Saturday, January 2, 2021

CRSD Cluster Ready Service ====>Series: 1

                                   CRSD =========>Cluster Ready Service.               

           From 11g Oracle Cluster ware consist of two Stack .

OHASD STACK :- High Availability Service stack its at lower End of Cluster process & its consist of Set of background process.

CRS STACK :- CRS stack is separate stack , Which consist of set of background process.

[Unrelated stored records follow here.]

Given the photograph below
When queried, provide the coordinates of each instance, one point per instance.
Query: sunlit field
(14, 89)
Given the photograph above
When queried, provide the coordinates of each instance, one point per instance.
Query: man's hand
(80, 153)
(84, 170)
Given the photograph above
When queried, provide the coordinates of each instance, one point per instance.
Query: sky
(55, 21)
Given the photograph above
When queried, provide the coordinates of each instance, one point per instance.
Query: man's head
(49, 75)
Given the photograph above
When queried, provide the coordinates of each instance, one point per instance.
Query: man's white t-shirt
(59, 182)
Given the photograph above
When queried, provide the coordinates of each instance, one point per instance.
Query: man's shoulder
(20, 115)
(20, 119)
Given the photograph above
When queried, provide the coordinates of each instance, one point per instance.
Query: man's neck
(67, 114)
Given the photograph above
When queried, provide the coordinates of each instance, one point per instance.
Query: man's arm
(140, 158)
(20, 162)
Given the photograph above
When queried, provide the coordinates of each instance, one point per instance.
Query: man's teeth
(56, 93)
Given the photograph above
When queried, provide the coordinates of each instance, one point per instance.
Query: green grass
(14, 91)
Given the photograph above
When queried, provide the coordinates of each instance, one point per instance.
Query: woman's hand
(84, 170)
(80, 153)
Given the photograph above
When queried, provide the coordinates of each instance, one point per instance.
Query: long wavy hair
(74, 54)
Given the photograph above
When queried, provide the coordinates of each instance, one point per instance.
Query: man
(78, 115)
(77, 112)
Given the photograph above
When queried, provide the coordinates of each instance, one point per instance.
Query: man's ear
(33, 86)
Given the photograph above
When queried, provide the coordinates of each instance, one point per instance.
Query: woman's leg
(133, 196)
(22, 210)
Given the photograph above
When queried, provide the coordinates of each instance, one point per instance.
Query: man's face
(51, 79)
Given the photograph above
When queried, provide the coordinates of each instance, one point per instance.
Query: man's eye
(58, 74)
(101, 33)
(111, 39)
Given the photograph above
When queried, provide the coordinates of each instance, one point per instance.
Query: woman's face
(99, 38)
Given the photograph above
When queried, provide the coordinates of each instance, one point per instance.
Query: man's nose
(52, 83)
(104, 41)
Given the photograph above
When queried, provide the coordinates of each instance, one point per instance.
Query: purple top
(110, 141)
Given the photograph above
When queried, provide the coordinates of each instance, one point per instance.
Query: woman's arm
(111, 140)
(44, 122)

This mainly handle by CRSD 

As I mentioned this two stack consist of set of background process which help to run the cluster resources.  with the help of OHASD Stack CRS stack start/stop and provide its service  to each resources in cluster.

                         CRS STACK COMPONENTS

Cluster Ready Service.

Cluster Synchronization Service.

Oracle ASM.

Cluster Time Synchronization Service 

Event Management

GRID NAMING Service.

Oracle Agent.

Oracle Notification Service.

Oracle Root Agent. 


Every process in CRS stack is critical. Let explore the CRS Stack first. 


Cluster Ready Service.


[root@rac2 ~]# ps -ef|grep -v grep | grep crsd

root     32449     1  1 04:00 ?        00:02:27 /u002/app/oracle/product/12.1.0/grid/bin/crsd.bin reboot

[root@rac2 ~]#

Some Observation :- 

1) CRSD process always run as a root operating system user.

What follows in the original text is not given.